Monitoring corrosion and corrosion protection in bare and coated aluminium by optical-electrochemical hyphenated tools

Electrochemical Impedance spectroscopy (EIS) is proven to be a useful technique to monitor corrosion processes and evaluate the properties of polymer coatings during the exposure to corrosive environments. Despite the ever-increasing literature on EIS analysis, data interpretation is still a major limitation as it requires a high level of user-experience and skills [1]. In this work we propose a new approach that reduces subjectivity and increases reliability of electrochemical signals interpretation (e.g. EIS) and their relation to the responsible macroscopic (surface) phenomena. For this, we hyphenated inexpensive ordinary optical microscopes to highly used electrochemical setups. The optical microscopy images are taken continuously during EIS measurements with the use of a specially designed opto-electrochemical setup as shown in Figure 1.

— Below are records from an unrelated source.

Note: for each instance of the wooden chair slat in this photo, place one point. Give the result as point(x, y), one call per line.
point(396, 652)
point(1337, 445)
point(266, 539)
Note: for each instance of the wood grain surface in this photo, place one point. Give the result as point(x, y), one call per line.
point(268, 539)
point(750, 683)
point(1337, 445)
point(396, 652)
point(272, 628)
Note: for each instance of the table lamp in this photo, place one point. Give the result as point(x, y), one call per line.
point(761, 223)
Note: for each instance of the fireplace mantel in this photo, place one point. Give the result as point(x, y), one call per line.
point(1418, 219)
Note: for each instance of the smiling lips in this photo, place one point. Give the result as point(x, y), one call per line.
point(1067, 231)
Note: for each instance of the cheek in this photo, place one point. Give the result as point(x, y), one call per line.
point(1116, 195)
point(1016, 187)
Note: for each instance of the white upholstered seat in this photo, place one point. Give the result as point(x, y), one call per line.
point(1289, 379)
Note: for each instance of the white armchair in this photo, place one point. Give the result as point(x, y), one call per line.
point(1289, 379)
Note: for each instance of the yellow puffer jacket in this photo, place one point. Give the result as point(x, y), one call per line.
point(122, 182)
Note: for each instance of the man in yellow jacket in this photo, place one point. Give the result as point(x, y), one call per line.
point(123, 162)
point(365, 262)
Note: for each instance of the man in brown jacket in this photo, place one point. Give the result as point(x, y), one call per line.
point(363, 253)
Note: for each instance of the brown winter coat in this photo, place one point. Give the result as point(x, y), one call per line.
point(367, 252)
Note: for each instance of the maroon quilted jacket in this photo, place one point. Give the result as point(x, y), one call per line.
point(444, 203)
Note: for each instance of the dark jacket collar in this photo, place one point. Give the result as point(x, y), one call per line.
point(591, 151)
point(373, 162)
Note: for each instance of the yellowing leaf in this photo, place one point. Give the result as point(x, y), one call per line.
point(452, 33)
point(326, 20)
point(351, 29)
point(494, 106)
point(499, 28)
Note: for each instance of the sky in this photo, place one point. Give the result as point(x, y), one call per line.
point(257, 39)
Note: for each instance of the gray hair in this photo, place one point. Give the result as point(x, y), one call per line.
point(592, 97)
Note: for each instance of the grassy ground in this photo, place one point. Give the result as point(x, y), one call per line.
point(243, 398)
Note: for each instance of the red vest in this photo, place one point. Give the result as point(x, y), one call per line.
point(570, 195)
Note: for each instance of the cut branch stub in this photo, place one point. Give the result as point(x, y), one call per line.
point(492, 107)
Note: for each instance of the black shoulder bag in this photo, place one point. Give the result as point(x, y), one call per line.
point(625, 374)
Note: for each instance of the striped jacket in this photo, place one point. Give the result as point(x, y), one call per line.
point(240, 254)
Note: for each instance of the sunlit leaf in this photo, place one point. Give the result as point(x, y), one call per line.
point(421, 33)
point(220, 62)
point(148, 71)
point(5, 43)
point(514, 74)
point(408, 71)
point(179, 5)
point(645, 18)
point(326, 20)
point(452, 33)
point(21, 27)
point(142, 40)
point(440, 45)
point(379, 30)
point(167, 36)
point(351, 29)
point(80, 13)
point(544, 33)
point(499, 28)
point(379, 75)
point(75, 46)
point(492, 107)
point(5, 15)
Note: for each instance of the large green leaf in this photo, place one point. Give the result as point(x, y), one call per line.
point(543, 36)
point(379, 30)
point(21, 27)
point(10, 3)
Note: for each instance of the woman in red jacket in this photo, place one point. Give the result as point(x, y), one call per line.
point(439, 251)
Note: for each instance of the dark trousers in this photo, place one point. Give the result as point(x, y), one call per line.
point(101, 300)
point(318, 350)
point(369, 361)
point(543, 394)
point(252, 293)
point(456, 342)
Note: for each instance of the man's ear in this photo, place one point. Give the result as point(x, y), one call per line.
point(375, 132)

Figure 1. Illustration of the opto-electrochemical setup and data acquisition

The optical images are acquired with a USB microscope and processed using a bimodal threshold algorithm. The software is then used to obtain characteristic parameters related to the evolution of on-going processes such as pitting corrosion, and in the case of coatings, delamination and underfilm corrosion-related phenomena. Besides this, the time-evolution and variation of the Open Circuit Potential (OCP) and low frequency impedance were used to monitor electrochemical processes. The setup and approach was validated by monitoring the corrosion behaviour of AA2024 in sodium chloride solutions. In this process it was possible to identify similar phenomena previously reported in time-consuming electrochemical [2] and post-mortem optical inspection [3]. The setup has also been used to evaluate the inhibiting efficiency of promising chromate replacing corrosion inhibitors for AA2024, i.e. Cerium Nitrate, Lithium Carbonate, Sodium diethyldithiocarbamate trihydrate, 2,5-dimercapto-1,3,4-thiadiazolate, 2-mercaptobenzothiazole, and 8-hydroxyquinoline. Furthermore, the setup has been proven as very effective to evaluate newly developed anticorrosive coatings using nanonetworks and algae exoskeleton carriers [4,5]. The hyphenation with in-situ optical analysis resulted in a better understanding of the corrosion inhibition and degradation processes revealing, in some cases, new information that could not be obtained by electrochemistry alone. Although the used data-treatment is currently still time-consuming, further progress on automated user-friendly software should make the live-interpretation of opto-electrochemical results possible for a broader audience outside the scientific community.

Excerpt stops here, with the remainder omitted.